After the war he spent many years flying at air displays with a SI Pitts Special and a Boeing Stearman. He was a stunt double for Baron von Stalhein in the 1985 film Biggles. He continued his love of aerobatic flying into his 70s and logged over 23,000 hours in the air.
A keen sportsman, particularly rugby as well as motor racing, he helped set up Biggleswade Rugby Club on the Langford Road and continued to play until he was 55. As chairman of the club he immersed himself in events at the club.
He also owned and raced many sports cars including a Ford GT40 two McClaren M6Bs and formula 5000 vehicles at Snetteron, Thruxton and Silverstoine, where he held the lap record for several years.
It was after World War II that he took over his grandfather's run down flour mill Holme Mills in Biggleswade and built an animal feed mill on the same site which he continued to run until July, 2004.
In the 1960s he also took over the government grain storage and drying facility in Bedford, converting the site to store more grain and provide a drying and storage facility for local farmers. He also owned four local garages.
He married Pamela Logsdon in 1946 and they had three children, Bill, David and Lindsay.
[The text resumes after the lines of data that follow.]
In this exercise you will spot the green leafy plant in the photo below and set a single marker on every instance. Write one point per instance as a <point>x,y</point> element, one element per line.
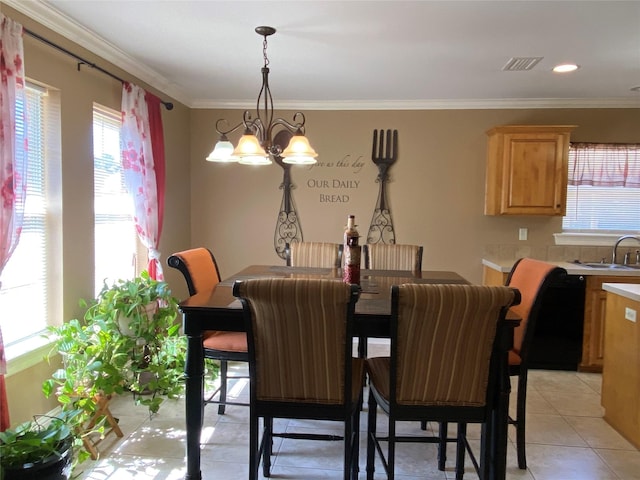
<point>127,340</point>
<point>42,440</point>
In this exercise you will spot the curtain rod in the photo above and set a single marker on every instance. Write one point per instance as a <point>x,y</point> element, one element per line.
<point>82,61</point>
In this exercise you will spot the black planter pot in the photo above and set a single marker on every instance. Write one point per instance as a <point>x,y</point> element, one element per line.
<point>53,467</point>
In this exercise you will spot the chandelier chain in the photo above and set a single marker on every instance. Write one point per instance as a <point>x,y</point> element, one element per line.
<point>264,52</point>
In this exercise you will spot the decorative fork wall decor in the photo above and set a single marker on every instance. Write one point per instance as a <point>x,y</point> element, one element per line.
<point>381,228</point>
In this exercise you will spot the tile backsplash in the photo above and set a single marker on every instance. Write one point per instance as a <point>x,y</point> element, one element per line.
<point>556,253</point>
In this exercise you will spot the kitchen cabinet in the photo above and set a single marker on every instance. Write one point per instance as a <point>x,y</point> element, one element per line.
<point>620,381</point>
<point>593,341</point>
<point>527,169</point>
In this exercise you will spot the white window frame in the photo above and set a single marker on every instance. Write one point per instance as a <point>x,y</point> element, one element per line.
<point>595,237</point>
<point>108,191</point>
<point>29,350</point>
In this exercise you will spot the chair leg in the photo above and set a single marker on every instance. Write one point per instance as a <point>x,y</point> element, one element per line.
<point>442,445</point>
<point>254,451</point>
<point>460,450</point>
<point>371,435</point>
<point>521,404</point>
<point>391,451</point>
<point>267,446</point>
<point>223,386</point>
<point>355,444</point>
<point>347,450</point>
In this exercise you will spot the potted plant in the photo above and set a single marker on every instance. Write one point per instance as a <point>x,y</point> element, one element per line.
<point>102,355</point>
<point>41,449</point>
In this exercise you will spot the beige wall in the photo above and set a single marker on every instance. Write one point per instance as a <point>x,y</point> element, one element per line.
<point>79,89</point>
<point>436,191</point>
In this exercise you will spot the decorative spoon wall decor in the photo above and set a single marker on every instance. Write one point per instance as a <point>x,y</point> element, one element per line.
<point>288,228</point>
<point>383,155</point>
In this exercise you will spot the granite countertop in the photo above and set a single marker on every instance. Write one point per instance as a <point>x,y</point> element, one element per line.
<point>627,290</point>
<point>504,266</point>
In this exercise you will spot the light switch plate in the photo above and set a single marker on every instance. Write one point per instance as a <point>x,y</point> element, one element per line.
<point>523,233</point>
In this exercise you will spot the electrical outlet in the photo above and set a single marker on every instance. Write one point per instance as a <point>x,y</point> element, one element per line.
<point>630,314</point>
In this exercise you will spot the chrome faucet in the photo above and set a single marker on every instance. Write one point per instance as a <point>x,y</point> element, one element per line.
<point>615,247</point>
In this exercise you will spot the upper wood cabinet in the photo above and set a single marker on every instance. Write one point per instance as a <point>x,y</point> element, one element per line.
<point>527,170</point>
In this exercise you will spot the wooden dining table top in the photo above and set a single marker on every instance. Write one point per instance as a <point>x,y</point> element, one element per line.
<point>374,301</point>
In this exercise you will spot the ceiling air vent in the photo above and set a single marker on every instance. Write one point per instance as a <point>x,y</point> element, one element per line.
<point>516,64</point>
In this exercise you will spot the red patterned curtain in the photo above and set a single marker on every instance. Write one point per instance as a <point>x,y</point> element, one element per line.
<point>144,167</point>
<point>604,165</point>
<point>13,161</point>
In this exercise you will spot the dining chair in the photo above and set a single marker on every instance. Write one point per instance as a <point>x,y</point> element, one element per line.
<point>300,362</point>
<point>200,270</point>
<point>314,254</point>
<point>532,278</point>
<point>442,367</point>
<point>391,256</point>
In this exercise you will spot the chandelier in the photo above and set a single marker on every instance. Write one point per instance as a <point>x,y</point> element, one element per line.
<point>256,146</point>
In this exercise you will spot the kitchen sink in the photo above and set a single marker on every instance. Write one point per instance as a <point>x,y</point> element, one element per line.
<point>610,265</point>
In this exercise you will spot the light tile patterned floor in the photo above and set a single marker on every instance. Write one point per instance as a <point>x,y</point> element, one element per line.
<point>567,439</point>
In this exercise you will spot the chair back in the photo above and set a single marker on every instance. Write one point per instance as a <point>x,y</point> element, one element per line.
<point>314,254</point>
<point>382,256</point>
<point>442,340</point>
<point>532,278</point>
<point>199,268</point>
<point>299,333</point>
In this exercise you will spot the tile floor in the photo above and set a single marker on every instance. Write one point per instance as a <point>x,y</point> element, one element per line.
<point>567,439</point>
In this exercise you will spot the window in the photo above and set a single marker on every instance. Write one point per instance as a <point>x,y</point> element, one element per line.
<point>30,294</point>
<point>603,194</point>
<point>116,244</point>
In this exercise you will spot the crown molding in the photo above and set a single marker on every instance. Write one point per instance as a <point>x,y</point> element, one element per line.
<point>63,25</point>
<point>51,18</point>
<point>444,104</point>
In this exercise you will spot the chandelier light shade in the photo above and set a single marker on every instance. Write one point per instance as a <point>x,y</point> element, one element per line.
<point>256,146</point>
<point>223,151</point>
<point>299,151</point>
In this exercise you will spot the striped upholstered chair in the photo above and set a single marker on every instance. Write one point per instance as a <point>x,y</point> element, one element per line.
<point>390,256</point>
<point>300,361</point>
<point>314,254</point>
<point>442,339</point>
<point>201,273</point>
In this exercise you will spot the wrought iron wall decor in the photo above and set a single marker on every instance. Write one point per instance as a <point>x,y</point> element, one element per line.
<point>288,228</point>
<point>384,154</point>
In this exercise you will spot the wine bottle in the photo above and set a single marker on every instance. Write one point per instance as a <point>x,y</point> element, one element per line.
<point>352,251</point>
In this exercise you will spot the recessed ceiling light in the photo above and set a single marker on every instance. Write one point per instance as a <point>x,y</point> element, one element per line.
<point>565,67</point>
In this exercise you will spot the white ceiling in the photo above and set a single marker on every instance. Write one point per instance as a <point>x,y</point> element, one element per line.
<point>364,54</point>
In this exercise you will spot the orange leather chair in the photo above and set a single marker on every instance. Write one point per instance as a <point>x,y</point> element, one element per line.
<point>201,273</point>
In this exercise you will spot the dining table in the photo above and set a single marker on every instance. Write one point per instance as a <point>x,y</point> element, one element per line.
<point>220,310</point>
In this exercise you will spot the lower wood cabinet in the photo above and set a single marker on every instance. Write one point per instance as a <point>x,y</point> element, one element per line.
<point>621,375</point>
<point>594,323</point>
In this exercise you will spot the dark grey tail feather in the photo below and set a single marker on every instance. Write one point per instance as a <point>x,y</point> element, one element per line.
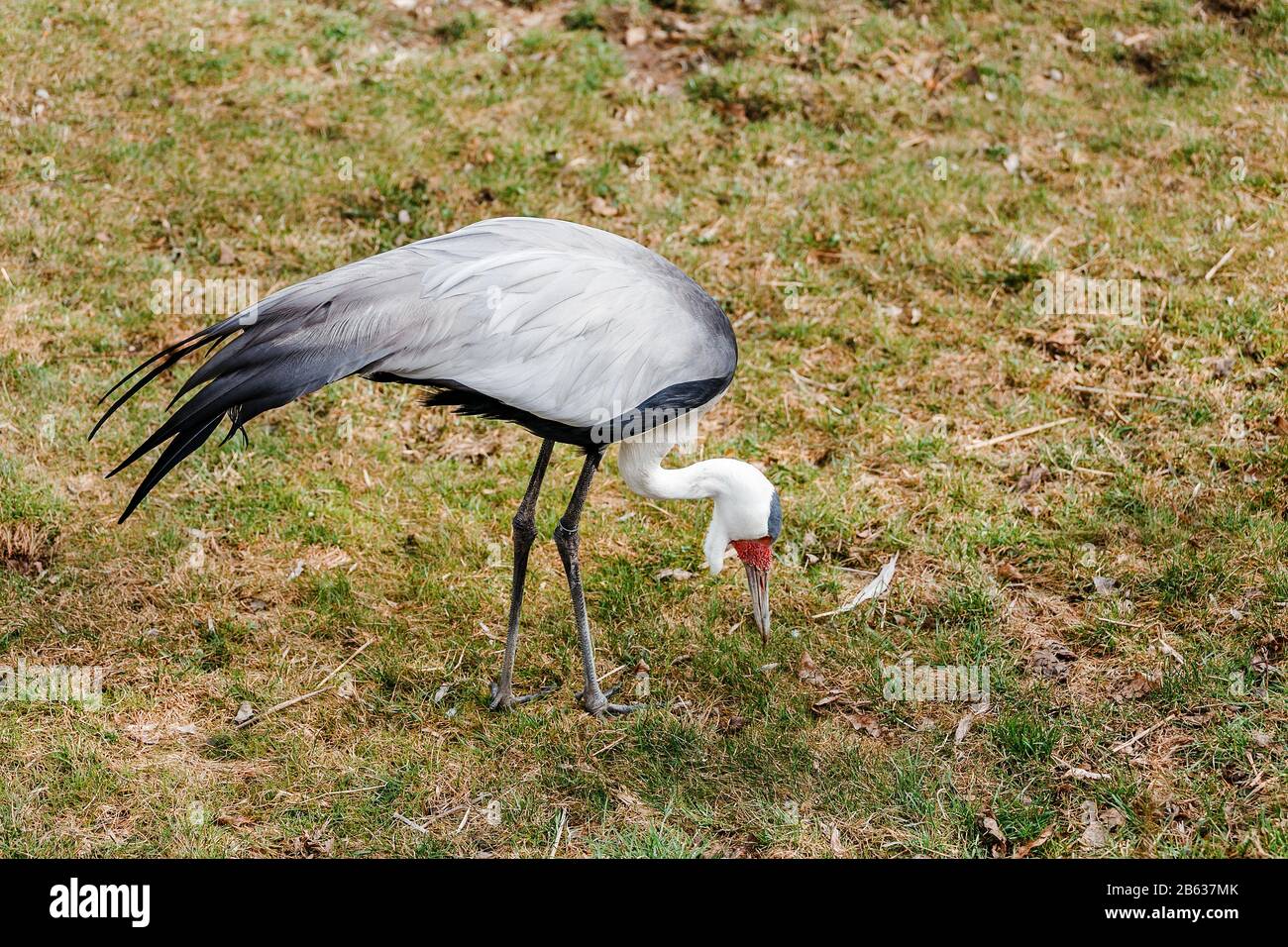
<point>273,363</point>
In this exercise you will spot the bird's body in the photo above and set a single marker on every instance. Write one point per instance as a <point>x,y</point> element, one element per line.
<point>579,335</point>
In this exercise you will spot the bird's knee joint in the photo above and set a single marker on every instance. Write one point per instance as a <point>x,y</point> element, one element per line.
<point>524,528</point>
<point>566,538</point>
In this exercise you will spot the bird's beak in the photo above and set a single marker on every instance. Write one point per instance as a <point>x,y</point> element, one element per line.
<point>758,583</point>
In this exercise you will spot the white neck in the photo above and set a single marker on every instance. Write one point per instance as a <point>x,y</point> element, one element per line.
<point>640,466</point>
<point>742,495</point>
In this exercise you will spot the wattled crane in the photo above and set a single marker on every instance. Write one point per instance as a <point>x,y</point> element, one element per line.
<point>581,337</point>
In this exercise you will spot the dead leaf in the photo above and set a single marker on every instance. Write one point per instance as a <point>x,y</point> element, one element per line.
<point>807,672</point>
<point>866,723</point>
<point>1063,341</point>
<point>1051,659</point>
<point>1030,479</point>
<point>1136,686</point>
<point>1008,573</point>
<point>312,844</point>
<point>142,733</point>
<point>1022,849</point>
<point>833,841</point>
<point>677,575</point>
<point>733,724</point>
<point>603,208</point>
<point>1080,774</point>
<point>995,830</point>
<point>1099,827</point>
<point>1104,585</point>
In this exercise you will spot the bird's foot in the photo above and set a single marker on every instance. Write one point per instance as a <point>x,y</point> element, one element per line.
<point>506,699</point>
<point>599,705</point>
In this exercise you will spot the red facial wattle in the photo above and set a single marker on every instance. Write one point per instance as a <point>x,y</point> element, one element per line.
<point>755,552</point>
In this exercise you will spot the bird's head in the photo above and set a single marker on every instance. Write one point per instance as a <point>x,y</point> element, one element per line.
<point>748,517</point>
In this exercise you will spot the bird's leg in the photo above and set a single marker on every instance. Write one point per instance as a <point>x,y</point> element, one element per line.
<point>593,699</point>
<point>524,528</point>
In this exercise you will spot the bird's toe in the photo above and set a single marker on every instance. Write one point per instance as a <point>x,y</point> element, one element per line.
<point>506,699</point>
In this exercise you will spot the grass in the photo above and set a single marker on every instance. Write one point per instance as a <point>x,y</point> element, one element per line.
<point>871,191</point>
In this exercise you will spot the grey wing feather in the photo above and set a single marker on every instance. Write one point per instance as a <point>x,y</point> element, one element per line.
<point>555,320</point>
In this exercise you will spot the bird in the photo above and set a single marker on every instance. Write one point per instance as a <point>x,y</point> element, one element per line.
<point>581,337</point>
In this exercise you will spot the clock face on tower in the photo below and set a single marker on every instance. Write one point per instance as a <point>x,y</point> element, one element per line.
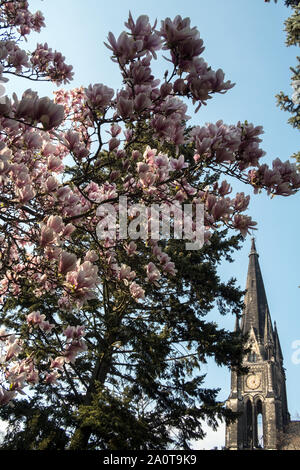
<point>253,381</point>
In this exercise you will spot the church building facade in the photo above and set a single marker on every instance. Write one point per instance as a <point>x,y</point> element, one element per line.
<point>260,395</point>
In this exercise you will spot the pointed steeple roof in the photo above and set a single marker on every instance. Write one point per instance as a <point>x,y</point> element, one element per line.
<point>256,305</point>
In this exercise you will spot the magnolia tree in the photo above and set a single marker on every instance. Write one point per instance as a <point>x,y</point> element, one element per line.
<point>86,176</point>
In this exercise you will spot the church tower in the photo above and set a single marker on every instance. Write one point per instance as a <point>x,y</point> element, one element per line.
<point>260,395</point>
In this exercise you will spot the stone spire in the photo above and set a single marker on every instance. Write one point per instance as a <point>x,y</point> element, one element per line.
<point>256,305</point>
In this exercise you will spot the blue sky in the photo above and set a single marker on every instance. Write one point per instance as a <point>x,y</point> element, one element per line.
<point>246,39</point>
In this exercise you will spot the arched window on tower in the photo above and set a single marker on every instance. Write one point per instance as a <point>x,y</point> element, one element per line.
<point>259,425</point>
<point>252,357</point>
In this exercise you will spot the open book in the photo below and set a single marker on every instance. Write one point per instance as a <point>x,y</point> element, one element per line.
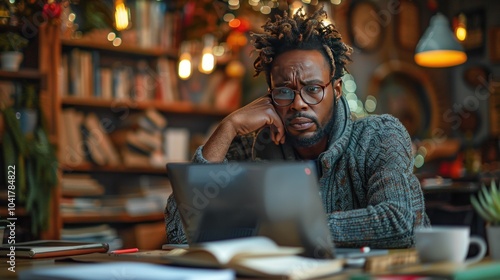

Bill and David went on to create the Jordans Cereal business. Pam continues to run the shop at Holme Mills.
"I don't think anyone could have packed more into a life," said David Jordan.
"He had a lot of fun along the way and was never afraid to take risks. Above all he would always have a go.
"He was hugely active all his life with a very practical sense of humour and a devil may care attitude that got him into trouble on more than one occasion.
"He was a larger than life character and fiercely loyal to Biggleswade and Bedfordshire.
"I don't recall him reading any national newspaper preferring The Comet or the Chronicle. He'll be missed by many people in the area, not just his family and friends.